I'm looking at a career change and have seen some jobs that may entail some travel. Nothing like a consultant, but it could still be up to eight weeks a year, probably in small one- or two-week chunks. 

If I were to travel more than a few days, I'd like to have my hedgie stay somewhere where he can be seen each evening and played with. Right now, for short (couple days) trips I just ask my girlfriend to swing by and clean his wheel, change his water and food. I think for an extended period it'd be better for him to be somewhere with a routine similar to when I'm home.

How stressful is it for their habitat to be changed a few times in the course of a month or two? I would be keeping the cage and everything, just moving from say my apartment to my parent's house and vise versa.


----------



## Lilysmommy (Jan 7, 2009)

It depends on the hedgehog, honestly. Some deal well with it, some get very stressed. In general, I wouldn't expect it to be excessively stressful for most hedgehogs, especially with the same cage. It can help to make sure the bedding has been in the cage for a day or two prior to the environment change, so things still smell more like him. If he's going to the same location each time, such as your parent's house, he'll likely become more familiar with it after a couple visits & the stress of the switch should lessen as well.

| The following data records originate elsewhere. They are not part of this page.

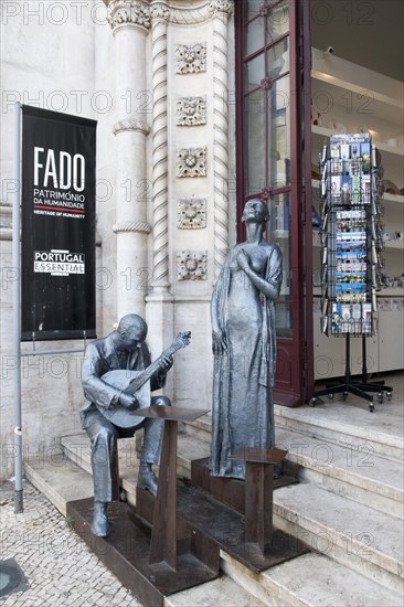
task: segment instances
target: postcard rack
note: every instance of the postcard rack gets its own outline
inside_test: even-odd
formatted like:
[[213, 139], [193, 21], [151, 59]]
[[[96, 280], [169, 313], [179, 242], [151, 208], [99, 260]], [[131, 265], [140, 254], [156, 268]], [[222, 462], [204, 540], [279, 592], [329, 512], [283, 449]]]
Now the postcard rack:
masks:
[[[369, 134], [334, 135], [320, 153], [321, 198], [321, 331], [345, 339], [345, 375], [327, 384], [310, 400], [342, 393], [369, 402], [379, 401], [391, 387], [383, 382], [368, 383], [365, 339], [375, 332], [376, 290], [381, 288], [383, 241], [380, 204], [383, 169]], [[351, 380], [350, 340], [362, 338], [361, 382]]]

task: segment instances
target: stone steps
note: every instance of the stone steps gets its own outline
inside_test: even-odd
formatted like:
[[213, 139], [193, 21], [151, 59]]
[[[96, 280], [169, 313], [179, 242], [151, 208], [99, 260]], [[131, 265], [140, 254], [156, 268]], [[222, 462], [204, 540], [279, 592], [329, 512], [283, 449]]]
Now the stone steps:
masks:
[[404, 469], [368, 445], [338, 445], [280, 428], [276, 446], [300, 466], [300, 480], [317, 484], [393, 517], [404, 515]]
[[301, 482], [274, 492], [274, 524], [316, 552], [403, 592], [403, 521]]
[[[77, 439], [78, 440], [78, 439]], [[66, 501], [91, 497], [92, 477], [61, 456], [50, 464], [32, 458], [25, 476], [59, 510], [66, 515]], [[279, 489], [275, 492], [285, 491]], [[201, 586], [164, 598], [167, 607], [395, 607], [402, 605], [396, 592], [365, 578], [352, 567], [334, 562], [328, 555], [306, 554], [267, 569], [259, 575], [221, 552], [222, 576]], [[313, 583], [313, 572], [316, 583]]]
[[[383, 407], [391, 407], [383, 411]], [[397, 413], [396, 413], [397, 411]], [[389, 415], [384, 415], [385, 413]], [[167, 607], [402, 605], [403, 438], [401, 409], [366, 403], [316, 408], [275, 406], [276, 445], [299, 466], [300, 484], [274, 493], [274, 524], [299, 537], [313, 552], [257, 575], [221, 552], [222, 577], [166, 597]], [[190, 478], [191, 460], [210, 454], [211, 416], [181, 425], [178, 476]], [[119, 470], [128, 501], [135, 503], [139, 443], [119, 440]], [[65, 459], [83, 467], [92, 494], [89, 441], [63, 437]], [[74, 464], [65, 470], [71, 471]], [[32, 466], [31, 466], [32, 468]], [[55, 467], [53, 467], [55, 468]], [[77, 477], [77, 471], [73, 478]], [[29, 476], [30, 475], [30, 476]], [[45, 480], [39, 480], [39, 477]], [[60, 476], [41, 470], [28, 477], [63, 512], [52, 489]], [[41, 484], [42, 483], [42, 484]], [[68, 481], [68, 486], [75, 480]], [[59, 489], [60, 489], [59, 484]], [[81, 490], [79, 497], [86, 497]], [[68, 498], [75, 499], [75, 498]]]
[[231, 577], [221, 576], [202, 586], [164, 598], [164, 607], [264, 607], [266, 604], [242, 588]]
[[[386, 411], [389, 415], [385, 415]], [[315, 408], [275, 405], [275, 435], [277, 437], [279, 429], [297, 432], [344, 446], [348, 450], [362, 449], [363, 455], [368, 452], [403, 461], [402, 412], [402, 406], [394, 407], [391, 403], [379, 405], [372, 414], [366, 404], [350, 406], [336, 402]]]
[[222, 569], [270, 607], [401, 607], [403, 604], [402, 594], [318, 553], [304, 554], [259, 576], [223, 554]]
[[57, 459], [54, 456], [52, 462], [31, 457], [24, 462], [24, 475], [64, 517], [68, 501], [94, 494], [92, 476], [63, 454]]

I just brought both of my girls to my dad's house for the first time, which included a 12 hour drive. I'd consider them to be dealing with it quite well - they both have been eating normally & wheeling each night, and poop hasn't been very different. The main change is that they're both huffier and a little more defensive, since things smell weird and it's a little different.


----------



## Atelerix (May 7, 2016)

That's what I was hoping to hear. Oats seems like a pretty simple 'hog. Keep the food and water coming and he's content, although I have noticed he can be a bit moody the first night I'm back from a short trip. I would definitely have him socialize with my family well before any travel, more for their benefit than his (so they know how to handle him). Thank you for the input.


----------